Laser peel is performed in course from 2 to 8 procedures with monthly intervals.

State of Skin During and After Laser Peel

During the procedure most patients feel nothing but warmth. Only a few experience discomfort and painful sensations which are treated and minimized with anesthetic cream.
Immediately after the procedure face skin acquires a reddish tint which turns into a light pink hue in two days. In some cases slight puffiness, hyperemia or crust may be observed, but these responses subside within two weeks. Skin flaking is minimal, and this is another advantage of laser peel.

The Result and Effect of the Procedure

The start of skin cover regeneration is guaranteed when derma and epidermis are photothermally damaged simultaneously. In consequence, new collagen fibers between these skin layers are reorganized linearly. When this area thickens, distinctive signs of aging appear. This also weakens trophic links and slows down the metabolism in epidermis, thus increasing skin sensitivity to shear load and resulting in tissue damage. Partial regeneration of basilemma thanks to laser skin resurfacing helps in smoothing wrinkles and other defects due to the stable rejuvenating effect of the procedure.
Basic complications of laser peel include hyperemia and puffiness which subside by themselves within a week. Inflammatory complications demand usage of anti-inflammatory, antiviral and antibiotic solutions.

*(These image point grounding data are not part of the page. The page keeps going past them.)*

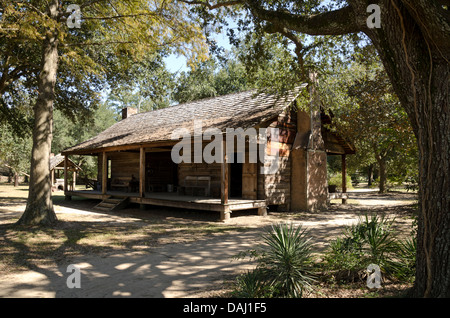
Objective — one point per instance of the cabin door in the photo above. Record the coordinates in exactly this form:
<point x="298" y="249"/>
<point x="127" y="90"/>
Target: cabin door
<point x="249" y="180"/>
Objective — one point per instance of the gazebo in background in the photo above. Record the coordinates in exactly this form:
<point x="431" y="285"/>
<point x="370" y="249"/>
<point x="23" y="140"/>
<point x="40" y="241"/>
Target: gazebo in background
<point x="57" y="164"/>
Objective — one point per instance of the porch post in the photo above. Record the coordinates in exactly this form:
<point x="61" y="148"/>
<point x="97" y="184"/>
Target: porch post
<point x="74" y="181"/>
<point x="65" y="173"/>
<point x="66" y="165"/>
<point x="142" y="172"/>
<point x="104" y="172"/>
<point x="344" y="180"/>
<point x="225" y="213"/>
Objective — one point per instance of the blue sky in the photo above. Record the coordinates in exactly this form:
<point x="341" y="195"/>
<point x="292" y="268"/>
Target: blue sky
<point x="176" y="63"/>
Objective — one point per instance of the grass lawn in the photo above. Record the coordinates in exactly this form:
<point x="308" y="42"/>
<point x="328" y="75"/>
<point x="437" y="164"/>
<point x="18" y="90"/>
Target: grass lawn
<point x="80" y="231"/>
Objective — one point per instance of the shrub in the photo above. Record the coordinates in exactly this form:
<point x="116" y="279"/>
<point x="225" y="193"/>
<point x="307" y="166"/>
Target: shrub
<point x="370" y="241"/>
<point x="336" y="179"/>
<point x="284" y="265"/>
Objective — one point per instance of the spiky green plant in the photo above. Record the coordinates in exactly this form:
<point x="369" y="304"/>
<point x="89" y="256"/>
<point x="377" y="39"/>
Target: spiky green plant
<point x="286" y="260"/>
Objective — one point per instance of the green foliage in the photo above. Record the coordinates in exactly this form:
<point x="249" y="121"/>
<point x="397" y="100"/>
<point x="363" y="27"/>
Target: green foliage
<point x="371" y="241"/>
<point x="284" y="265"/>
<point x="210" y="79"/>
<point x="336" y="179"/>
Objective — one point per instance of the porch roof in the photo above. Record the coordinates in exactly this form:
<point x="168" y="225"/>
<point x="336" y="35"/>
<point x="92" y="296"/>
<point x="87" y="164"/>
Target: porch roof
<point x="245" y="110"/>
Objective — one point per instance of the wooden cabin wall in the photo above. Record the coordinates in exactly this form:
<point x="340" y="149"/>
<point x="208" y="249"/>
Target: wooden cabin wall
<point x="123" y="165"/>
<point x="202" y="169"/>
<point x="276" y="188"/>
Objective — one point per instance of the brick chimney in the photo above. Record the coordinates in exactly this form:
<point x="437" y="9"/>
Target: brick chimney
<point x="128" y="111"/>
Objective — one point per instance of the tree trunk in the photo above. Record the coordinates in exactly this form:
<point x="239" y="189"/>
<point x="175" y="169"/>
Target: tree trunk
<point x="39" y="209"/>
<point x="370" y="175"/>
<point x="420" y="74"/>
<point x="382" y="170"/>
<point x="16" y="179"/>
<point x="433" y="258"/>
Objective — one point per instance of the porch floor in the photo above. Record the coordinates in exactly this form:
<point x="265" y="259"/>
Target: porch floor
<point x="176" y="200"/>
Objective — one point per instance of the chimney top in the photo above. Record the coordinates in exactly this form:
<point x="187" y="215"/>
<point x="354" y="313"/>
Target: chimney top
<point x="128" y="111"/>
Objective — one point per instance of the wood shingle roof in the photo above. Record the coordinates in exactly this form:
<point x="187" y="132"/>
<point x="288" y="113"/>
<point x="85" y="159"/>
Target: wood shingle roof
<point x="245" y="110"/>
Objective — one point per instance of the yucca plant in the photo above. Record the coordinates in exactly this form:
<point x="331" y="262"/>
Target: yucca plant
<point x="286" y="260"/>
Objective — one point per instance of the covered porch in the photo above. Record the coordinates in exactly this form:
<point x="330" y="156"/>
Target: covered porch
<point x="176" y="200"/>
<point x="145" y="174"/>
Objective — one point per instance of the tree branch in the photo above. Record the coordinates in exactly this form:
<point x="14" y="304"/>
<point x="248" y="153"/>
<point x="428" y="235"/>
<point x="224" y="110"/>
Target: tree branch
<point x="433" y="19"/>
<point x="214" y="6"/>
<point x="337" y="22"/>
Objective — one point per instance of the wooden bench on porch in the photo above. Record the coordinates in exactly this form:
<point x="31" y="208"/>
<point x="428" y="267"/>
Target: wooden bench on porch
<point x="196" y="182"/>
<point x="121" y="183"/>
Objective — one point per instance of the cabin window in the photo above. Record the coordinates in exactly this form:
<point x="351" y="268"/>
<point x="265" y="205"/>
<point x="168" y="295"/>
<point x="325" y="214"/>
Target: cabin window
<point x="109" y="168"/>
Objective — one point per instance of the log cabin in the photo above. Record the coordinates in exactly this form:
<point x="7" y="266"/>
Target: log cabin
<point x="136" y="163"/>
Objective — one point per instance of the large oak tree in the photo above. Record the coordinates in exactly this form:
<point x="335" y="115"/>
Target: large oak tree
<point x="62" y="51"/>
<point x="413" y="42"/>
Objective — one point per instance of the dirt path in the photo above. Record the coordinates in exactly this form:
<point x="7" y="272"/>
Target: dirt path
<point x="189" y="269"/>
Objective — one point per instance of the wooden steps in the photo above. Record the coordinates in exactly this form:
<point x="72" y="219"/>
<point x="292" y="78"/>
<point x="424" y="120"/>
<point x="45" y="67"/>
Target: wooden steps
<point x="111" y="203"/>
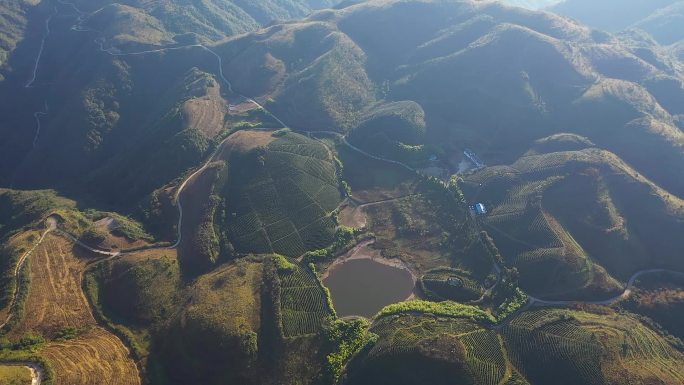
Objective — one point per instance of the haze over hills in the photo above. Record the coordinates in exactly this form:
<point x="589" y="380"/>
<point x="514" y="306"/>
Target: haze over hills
<point x="200" y="170"/>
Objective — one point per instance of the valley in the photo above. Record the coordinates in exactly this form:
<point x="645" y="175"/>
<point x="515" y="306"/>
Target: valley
<point x="307" y="223"/>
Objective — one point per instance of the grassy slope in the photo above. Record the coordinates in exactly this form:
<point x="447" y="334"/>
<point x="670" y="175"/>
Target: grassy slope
<point x="563" y="217"/>
<point x="279" y="198"/>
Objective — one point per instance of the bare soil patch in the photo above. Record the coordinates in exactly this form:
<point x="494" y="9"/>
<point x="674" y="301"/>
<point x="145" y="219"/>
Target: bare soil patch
<point x="55" y="299"/>
<point x="207" y="113"/>
<point x="95" y="357"/>
<point x="246" y="140"/>
<point x="352" y="215"/>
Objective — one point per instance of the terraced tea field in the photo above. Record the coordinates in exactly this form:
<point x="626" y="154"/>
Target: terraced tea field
<point x="281" y="202"/>
<point x="56" y="303"/>
<point x="478" y="350"/>
<point x="55" y="299"/>
<point x="15" y="375"/>
<point x="303" y="303"/>
<point x="95" y="357"/>
<point x="591" y="349"/>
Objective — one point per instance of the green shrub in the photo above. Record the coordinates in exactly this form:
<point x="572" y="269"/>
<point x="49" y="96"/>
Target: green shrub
<point x="446" y="308"/>
<point x="345" y="338"/>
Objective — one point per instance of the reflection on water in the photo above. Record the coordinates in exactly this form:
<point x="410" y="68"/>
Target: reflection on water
<point x="363" y="286"/>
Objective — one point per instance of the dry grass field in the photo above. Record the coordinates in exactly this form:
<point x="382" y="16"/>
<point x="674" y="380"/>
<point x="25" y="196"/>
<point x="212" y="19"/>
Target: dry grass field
<point x="206" y="113"/>
<point x="56" y="303"/>
<point x="95" y="357"/>
<point x="14" y="375"/>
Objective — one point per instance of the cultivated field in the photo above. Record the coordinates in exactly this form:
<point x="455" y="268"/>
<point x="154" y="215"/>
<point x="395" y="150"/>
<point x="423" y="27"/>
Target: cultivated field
<point x="94" y="357"/>
<point x="14" y="375"/>
<point x="281" y="200"/>
<point x="564" y="218"/>
<point x="55" y="299"/>
<point x="303" y="303"/>
<point x="55" y="305"/>
<point x="591" y="348"/>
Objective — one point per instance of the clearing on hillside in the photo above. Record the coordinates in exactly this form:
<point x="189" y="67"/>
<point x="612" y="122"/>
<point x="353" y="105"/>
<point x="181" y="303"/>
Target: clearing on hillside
<point x="15" y="375"/>
<point x="427" y="349"/>
<point x="55" y="299"/>
<point x="303" y="302"/>
<point x="56" y="306"/>
<point x="564" y="218"/>
<point x="279" y="198"/>
<point x="94" y="357"/>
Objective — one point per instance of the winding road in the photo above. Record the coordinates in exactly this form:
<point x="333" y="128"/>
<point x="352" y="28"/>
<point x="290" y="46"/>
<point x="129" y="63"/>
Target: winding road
<point x="52" y="224"/>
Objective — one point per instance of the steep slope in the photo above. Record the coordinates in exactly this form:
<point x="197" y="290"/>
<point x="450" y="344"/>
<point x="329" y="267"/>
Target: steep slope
<point x="665" y="24"/>
<point x="610" y="15"/>
<point x="568" y="215"/>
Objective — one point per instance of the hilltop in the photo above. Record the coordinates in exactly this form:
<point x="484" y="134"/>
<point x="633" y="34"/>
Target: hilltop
<point x="258" y="154"/>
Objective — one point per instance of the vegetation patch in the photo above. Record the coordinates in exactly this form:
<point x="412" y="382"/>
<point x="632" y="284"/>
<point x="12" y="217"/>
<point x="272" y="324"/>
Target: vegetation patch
<point x="280" y="198"/>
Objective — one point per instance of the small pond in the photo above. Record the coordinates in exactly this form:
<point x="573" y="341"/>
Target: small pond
<point x="364" y="286"/>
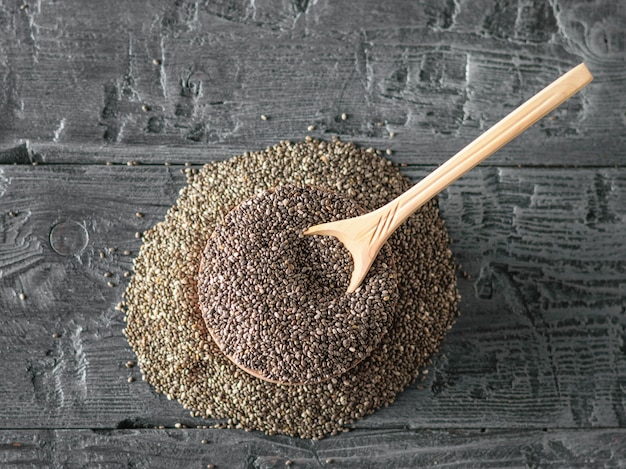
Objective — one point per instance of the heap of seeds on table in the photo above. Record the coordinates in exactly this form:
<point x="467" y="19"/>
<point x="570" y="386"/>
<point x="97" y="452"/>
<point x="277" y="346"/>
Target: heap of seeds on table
<point x="175" y="350"/>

Photo before and after Laser Peel


The average total cost for a laser skin resurfacing procedure varies between $800 to $8,000, depending on the geographical area, the depth of the procedure, the number of treatment sessions required, and the size of the area(s) being treated. The U.S. average is around $2,500, which includes not only the surgeon’s fee, but also pre- and post-operative care and medications.

Skin resurfacing is usually not covered by insurance unless it is being performed to treat precancerous skin conditions or improve scars from a previous reconstructive procedure or trauma.